Ginjan is an organic West African ginger juice made with ginger, lemons, pineapple, vanilla, anise and cane sugar. The brothers now make it at a shared kitchen in Harlem. Mohammed works as a full-time financial adviser, so the juice is made overnight—from about 11 p.m. until 5 a.m. For now, they fill and cap each of the bottles—400 to 1,000 each week—by hand.

“We don’t have a filling machine yet, however, these hands are very good fillers,” Mohammed said.

Once they’ve made and bottled the juice, Mohammed leaves for work while Rahim drives about two hours to Connecticut, where the juice is processed at a facility, to ensure freshness. He waits one to two hours and then picks up the bottles and drives back to New York, where he’ll sometimes distribute them right away. This process takes place about once a week, and on the other days, they’ll continue to check on accounts and introduce their product to people through markets and tastings, for example.

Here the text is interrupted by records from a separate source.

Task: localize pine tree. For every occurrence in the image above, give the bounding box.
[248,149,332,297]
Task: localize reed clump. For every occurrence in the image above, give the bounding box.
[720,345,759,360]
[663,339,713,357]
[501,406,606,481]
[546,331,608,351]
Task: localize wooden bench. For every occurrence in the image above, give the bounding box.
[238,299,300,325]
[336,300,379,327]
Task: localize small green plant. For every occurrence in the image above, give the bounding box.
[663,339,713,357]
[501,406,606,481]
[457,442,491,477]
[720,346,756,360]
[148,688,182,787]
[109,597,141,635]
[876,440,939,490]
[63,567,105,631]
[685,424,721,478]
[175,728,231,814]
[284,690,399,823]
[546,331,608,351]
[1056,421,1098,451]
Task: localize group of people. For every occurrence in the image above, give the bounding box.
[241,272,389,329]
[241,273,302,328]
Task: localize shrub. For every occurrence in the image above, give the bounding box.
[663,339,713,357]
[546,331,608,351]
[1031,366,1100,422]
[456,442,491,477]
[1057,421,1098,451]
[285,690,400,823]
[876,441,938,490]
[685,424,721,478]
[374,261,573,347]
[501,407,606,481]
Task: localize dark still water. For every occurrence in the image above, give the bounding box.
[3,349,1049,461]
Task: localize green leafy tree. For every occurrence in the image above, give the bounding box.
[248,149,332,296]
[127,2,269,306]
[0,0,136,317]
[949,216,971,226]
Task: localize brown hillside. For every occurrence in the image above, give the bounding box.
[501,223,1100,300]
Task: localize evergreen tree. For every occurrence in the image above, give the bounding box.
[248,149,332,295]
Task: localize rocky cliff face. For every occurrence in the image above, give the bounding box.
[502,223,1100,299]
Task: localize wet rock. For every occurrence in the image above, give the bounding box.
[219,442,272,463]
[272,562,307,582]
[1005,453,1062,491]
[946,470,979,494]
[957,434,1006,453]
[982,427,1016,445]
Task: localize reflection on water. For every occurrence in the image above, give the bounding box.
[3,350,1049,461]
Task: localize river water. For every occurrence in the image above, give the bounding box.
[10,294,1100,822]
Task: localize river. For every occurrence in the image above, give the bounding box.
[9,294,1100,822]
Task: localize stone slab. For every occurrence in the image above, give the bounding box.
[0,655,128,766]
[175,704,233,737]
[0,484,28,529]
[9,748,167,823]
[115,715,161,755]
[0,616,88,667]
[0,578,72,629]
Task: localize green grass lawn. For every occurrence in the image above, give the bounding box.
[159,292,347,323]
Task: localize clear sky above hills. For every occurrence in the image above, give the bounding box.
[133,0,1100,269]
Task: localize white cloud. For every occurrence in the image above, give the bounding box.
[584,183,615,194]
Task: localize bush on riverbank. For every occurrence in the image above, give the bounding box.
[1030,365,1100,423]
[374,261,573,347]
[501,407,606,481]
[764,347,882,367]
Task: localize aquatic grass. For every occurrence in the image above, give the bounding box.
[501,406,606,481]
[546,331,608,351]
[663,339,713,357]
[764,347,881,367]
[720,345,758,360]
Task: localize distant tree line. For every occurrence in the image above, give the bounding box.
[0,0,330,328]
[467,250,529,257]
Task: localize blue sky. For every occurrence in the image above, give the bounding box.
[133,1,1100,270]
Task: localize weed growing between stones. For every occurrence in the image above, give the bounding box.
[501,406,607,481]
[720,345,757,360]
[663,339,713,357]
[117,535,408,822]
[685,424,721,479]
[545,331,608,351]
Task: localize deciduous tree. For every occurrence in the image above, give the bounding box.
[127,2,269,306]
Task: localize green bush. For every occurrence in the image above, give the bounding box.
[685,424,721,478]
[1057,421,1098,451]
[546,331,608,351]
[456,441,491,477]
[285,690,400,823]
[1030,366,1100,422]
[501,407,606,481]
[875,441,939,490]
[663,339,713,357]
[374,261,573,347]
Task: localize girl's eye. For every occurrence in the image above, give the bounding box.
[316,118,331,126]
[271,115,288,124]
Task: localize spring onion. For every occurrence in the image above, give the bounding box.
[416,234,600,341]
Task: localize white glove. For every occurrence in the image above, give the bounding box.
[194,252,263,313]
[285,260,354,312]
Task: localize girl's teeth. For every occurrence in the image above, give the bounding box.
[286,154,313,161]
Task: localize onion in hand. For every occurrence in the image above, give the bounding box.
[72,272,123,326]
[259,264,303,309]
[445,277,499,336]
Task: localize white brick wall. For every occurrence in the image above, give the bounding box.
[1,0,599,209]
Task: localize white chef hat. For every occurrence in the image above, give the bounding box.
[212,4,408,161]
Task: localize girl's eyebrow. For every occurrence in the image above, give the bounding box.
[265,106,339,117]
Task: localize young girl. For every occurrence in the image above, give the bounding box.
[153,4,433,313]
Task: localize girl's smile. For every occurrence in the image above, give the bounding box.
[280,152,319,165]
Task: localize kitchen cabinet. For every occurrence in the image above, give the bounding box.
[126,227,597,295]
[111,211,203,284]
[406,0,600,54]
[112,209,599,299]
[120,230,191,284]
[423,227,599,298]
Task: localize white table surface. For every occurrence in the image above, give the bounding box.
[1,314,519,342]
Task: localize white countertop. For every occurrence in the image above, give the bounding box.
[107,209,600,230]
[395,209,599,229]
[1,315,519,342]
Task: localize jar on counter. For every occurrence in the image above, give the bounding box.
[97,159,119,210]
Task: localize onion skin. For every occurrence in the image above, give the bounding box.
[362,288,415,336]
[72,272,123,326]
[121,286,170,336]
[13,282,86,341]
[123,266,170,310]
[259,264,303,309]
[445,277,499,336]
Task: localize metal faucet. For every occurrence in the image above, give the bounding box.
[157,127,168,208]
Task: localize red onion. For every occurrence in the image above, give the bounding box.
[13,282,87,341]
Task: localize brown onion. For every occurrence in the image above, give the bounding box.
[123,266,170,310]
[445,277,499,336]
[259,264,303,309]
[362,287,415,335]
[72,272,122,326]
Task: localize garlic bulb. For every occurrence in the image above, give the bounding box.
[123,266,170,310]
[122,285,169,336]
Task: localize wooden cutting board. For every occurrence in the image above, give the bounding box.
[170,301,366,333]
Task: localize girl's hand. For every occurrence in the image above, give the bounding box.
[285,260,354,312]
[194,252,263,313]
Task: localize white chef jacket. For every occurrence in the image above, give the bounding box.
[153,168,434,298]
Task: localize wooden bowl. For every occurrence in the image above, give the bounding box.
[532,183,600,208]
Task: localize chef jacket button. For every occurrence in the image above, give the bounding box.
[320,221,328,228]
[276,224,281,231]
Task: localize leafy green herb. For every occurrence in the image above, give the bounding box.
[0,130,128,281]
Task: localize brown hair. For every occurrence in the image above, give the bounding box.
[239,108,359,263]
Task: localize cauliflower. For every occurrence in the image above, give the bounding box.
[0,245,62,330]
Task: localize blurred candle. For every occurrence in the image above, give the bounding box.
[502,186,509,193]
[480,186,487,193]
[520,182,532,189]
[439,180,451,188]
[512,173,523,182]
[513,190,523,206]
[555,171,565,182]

Ginjan is currently sold in about 30 locations around New York City, but the brothers recently secured a distribution deal, and they hope to expand to over 300 accounts in the tri-state area by year’s end. They hope to have their own facility in the future, and supply other beverages, too.

Beyond New York City and the northeast, Mohammed and Rahim are setting their sights on distributing nationally, in Europe and in Africa, where they would like to work with local farmers to supply ingredients.

“Beyond that, it’s as far as we can go: South America, Southeast Asia, wherever there are people that want to drink ginger,” Rahim said.